City considers expanding definition of CDBG funds in economic development quest

       It's still early in the process, but the city has begun looking at ways to use federal Community Development Block Grant (CDBG) funds to help businesses and/or foster historic preservation.
       Initial plans are being worked out between Housing Development - which has traditionally disbursed the CDBG funds that come to Colorado Springs - and the city's recently formed Office of Economic Vitality & Development.
       Input will be sought from the public at some point. “We won't just say 'Here's our plan, here you go,'” commented Valorie Jordan, director of Housing Development.
       One probable plan proposal, she said, will be that of offering low-interest loans to businesses, similar to the approach used in revitalizing Old Colorado City 30-some years ago. However, the thinking this time is to make that program citywide, she said.
       City Councilmember Lisa Czelatdko, whose District 3 includes the older Westside, took the lead in initiating both the CDBG ideas. Nationwide, “some great things for historic preservation have been done with CDBG money,” she said. As for such funds helping businesses, she said she set out a few weeks ago “to see if economic development assistance from housing redevelopment can be utilized” in that way and learned from Jordan that the answer is yes.
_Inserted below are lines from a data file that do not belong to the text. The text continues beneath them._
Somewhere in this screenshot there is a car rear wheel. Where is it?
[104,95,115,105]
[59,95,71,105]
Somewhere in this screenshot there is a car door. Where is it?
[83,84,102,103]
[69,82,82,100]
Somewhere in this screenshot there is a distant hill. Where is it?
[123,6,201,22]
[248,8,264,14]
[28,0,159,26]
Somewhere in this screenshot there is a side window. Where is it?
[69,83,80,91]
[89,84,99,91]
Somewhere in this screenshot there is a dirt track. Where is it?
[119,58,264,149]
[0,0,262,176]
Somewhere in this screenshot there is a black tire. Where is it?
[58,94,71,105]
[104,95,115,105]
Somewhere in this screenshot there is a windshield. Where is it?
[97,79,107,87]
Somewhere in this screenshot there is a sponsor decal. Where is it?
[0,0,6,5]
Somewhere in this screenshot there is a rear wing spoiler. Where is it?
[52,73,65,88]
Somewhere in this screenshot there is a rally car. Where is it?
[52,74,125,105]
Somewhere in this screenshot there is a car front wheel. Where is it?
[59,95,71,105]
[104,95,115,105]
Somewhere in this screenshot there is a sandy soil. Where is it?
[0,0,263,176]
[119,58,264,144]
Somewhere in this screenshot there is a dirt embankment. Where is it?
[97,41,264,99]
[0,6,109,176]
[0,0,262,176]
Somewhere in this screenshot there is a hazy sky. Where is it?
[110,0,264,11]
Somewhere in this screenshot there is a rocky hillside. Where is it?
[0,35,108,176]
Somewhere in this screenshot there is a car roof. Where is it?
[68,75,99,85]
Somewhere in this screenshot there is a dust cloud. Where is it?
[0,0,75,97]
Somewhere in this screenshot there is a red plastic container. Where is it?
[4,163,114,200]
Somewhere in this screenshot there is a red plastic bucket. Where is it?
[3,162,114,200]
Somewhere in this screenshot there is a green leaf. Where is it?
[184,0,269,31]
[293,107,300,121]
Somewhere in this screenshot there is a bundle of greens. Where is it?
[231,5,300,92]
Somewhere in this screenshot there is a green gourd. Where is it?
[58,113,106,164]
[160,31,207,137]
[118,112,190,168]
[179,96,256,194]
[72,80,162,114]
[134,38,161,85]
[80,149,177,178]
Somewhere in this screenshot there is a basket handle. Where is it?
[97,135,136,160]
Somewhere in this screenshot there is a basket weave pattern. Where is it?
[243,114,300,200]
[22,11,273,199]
All that's lacking is “a program to make it happen,” the administrator explained.
       The current CDBG goal, as stated on the city website, is “to develop viable urban communities by providing decent housing and a suitable living environment and expanding economic opportunities, principally for persons of low and moderate income.”
       In 2011, the federal department of Housing and Urban Development (HUD) gave Colorado Springs a total of $2,327,618 in CDBG funds. How much of this might be set aside for business/historical eligibility is yet to be determined.
       On the Westside, for some 30 years, a portion of the city CDBG funds has been dedicated annually to a Neighborhood Strategy Area (one of several NSA's in the city, that was designated mainly because of its aging infrastructure and its residents' relatively low income levels). For the Westside, CDBG assistance has typically included housing rehabilitation and street improvements (mainly curb, gutter and sidewalks).
       In her CDBG research, Czelatdko found a HUD document titled “Preserving America,” which tells how historic preservation and “heritage tourism” are eligible for CDBG funding and lists communities nationwide that have used it for those purposes. Recently, she suggested that $10,000 from CDBG could be directed specifically for the Westside historic overlay that's been under discussion for several years.
       Support on the preservation side has come from Dave Hughes (who helped lead past Old Colorado City renovation efforts) and Or-ganization of Westside Neighbors (OWN) President Welling Clark. When Czelatdko told them that historic preservation is not listed in the city's strategic plan or as part of the housing policies, Hughes brought out the 1980 Westside Plan, a city ordinance that has a section titled “Preserve Historical Architecture” followed by: “Preserve, enhance, and facilitate the use of the Westside's historical and architectually significant buildings.”
       And, Clark produced a spreadsheet listing state/ national regulations that back the principle of using CDBG funds for preservation.